Climate change

UN highlights need for better warning systems ahead of extreme weather

The UN has said that the world needs to rapidly raise investment in early warning systems for extreme weather events in a new report. It states that extreme weather events have increased dramatically in the past 20 years, taking a heavy human and economic toll worldwide.

The report warns that one in three people on Earth are not adequately covered by warning systems. During the past 50 years, recorded disasters have increased five-fold, thanks in part to climate change.

The State of Climate Services 2020 has been produced by experts from 16 international agencies and financial institutions, and co-ordinated by the World Meteorological Organization (WMO).

extreme weather forecasting UN report

Globally, 7,348 major disaster events were recorded from 2000 to 2019, resulting in 1.23 million deaths, impacting 4.2 billion people and causing £2.3 trillion in economic losses during the two-decade period. The number of people in need after natural disasters could increase by 50% over the next decade.

The report also found that approximately 70% of the deaths connected to these disasters occurred in the poorest nations.

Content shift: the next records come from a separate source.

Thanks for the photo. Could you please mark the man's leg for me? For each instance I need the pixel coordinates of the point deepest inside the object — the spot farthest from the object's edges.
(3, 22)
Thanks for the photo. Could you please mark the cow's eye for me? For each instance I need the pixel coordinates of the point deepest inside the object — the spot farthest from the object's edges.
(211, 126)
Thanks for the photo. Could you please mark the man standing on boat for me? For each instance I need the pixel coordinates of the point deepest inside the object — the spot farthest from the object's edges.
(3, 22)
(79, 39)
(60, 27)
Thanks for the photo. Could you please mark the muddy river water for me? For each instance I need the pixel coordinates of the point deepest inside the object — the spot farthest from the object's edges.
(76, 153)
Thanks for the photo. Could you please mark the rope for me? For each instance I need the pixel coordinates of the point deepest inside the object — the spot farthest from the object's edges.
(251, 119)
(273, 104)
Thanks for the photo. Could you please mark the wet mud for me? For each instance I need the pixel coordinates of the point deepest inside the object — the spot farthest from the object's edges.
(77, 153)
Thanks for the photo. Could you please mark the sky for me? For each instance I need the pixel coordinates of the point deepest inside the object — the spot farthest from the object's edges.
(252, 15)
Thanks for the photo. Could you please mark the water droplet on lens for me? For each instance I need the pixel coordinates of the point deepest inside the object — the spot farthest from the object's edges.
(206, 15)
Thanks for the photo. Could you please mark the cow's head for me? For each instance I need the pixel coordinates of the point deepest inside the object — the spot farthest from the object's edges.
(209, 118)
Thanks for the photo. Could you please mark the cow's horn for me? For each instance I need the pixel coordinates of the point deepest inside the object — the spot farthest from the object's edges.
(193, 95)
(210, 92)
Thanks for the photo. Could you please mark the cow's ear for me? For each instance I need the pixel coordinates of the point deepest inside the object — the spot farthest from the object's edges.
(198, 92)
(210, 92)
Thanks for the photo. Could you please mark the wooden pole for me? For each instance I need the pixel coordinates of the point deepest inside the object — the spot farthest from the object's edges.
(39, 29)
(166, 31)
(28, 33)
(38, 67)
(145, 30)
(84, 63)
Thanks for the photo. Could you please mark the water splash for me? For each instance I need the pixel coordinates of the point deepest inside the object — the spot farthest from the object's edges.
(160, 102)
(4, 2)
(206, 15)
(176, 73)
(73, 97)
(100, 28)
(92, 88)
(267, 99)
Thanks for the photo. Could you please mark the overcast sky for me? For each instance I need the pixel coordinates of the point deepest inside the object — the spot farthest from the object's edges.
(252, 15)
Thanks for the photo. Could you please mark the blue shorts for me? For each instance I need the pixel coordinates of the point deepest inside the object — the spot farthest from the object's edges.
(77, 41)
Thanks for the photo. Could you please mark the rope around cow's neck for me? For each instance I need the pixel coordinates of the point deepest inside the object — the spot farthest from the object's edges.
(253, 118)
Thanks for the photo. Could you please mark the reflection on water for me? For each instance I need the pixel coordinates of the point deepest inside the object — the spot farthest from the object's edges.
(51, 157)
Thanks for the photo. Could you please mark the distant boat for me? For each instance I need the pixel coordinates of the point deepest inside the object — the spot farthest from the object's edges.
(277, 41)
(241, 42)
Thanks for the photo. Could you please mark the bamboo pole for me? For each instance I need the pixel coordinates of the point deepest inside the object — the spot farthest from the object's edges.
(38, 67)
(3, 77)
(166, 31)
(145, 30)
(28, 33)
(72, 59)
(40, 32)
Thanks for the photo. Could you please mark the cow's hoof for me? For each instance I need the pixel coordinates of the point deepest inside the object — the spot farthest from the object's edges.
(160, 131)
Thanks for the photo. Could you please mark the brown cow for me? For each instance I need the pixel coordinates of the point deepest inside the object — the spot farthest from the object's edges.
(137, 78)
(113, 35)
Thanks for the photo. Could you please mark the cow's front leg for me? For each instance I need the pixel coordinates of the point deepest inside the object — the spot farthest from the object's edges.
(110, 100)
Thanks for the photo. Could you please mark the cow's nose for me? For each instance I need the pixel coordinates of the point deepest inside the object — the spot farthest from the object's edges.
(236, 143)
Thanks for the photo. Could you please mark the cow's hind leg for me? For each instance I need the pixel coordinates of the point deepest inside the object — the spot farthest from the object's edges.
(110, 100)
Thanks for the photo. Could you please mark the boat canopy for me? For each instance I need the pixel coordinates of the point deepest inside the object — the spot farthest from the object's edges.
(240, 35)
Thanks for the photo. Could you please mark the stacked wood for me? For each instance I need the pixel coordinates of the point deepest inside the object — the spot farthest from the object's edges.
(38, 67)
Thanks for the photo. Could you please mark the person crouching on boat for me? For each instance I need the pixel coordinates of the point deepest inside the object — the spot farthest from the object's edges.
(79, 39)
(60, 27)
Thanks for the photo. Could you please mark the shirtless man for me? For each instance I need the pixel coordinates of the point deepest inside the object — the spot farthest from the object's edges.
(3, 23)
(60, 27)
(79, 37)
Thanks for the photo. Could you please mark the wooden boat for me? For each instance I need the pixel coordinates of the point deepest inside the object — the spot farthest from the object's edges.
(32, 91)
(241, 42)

Additionally, just 26% of weather observation networks in Africa meet their standards, according to the WMO.

“The good news is that more lives have been saved, but the bad news is that more people are being affected by the expanding climate emergency,” said Mami Mizutori, the UN secretary general’s special representative for disaster risk reduction. “To date, 93 UN member States have developed national strategies for disaster risk reduction, and in turn, disaster risk reduction is a top priority in all National Adaptation Plans devised under the Paris Agreement. This needs to continue; a key challenge will be to ensure that multi-hazard early warning systems can be adapted to take account of biological hazards alongside extreme weather events.”

According to the report, effective early warning systems are critical. The authors have called for a change in emphasis from solely forecasting what the weather will be, to showing the real impacts of that weather system.

The report outlines six recommendations that the authors say are critical:

  • Invest to fill the early warning systems capacity gaps, particularly in Africa’s least developed countries and in small island states.
  • Focus investment on turning early warning information into early action.
  • Ensure sustainable financing of the global observing system that underpins early warnings.
  • Track finance flows to improve understanding of where these resources are being allocated in relation to early warning system implementation needs and what impact this is having.
  • Develop more consistency in monitoring and evaluation to better determine early warning systems effectiveness.
  • Fill the data gaps, particularly in small island developing states.

“Early warning systems constitute a prerequisite for effective disaster risk reduction and climate change adaptation. Being prepared and able to react at the right time, in the right place, can save many lives and protect the livelihoods of communities everywhere,” said WMO secretary-general Prof Petteri Taalas. “While Covid-19 generated a large international health and economic crisis from which it will take years to recover, it is crucial to remember that climate change will continue to pose an on-going and increasing threat to human lives, ecosystems, economies and societies for centuries to come.”

Photography by Jéan Béller.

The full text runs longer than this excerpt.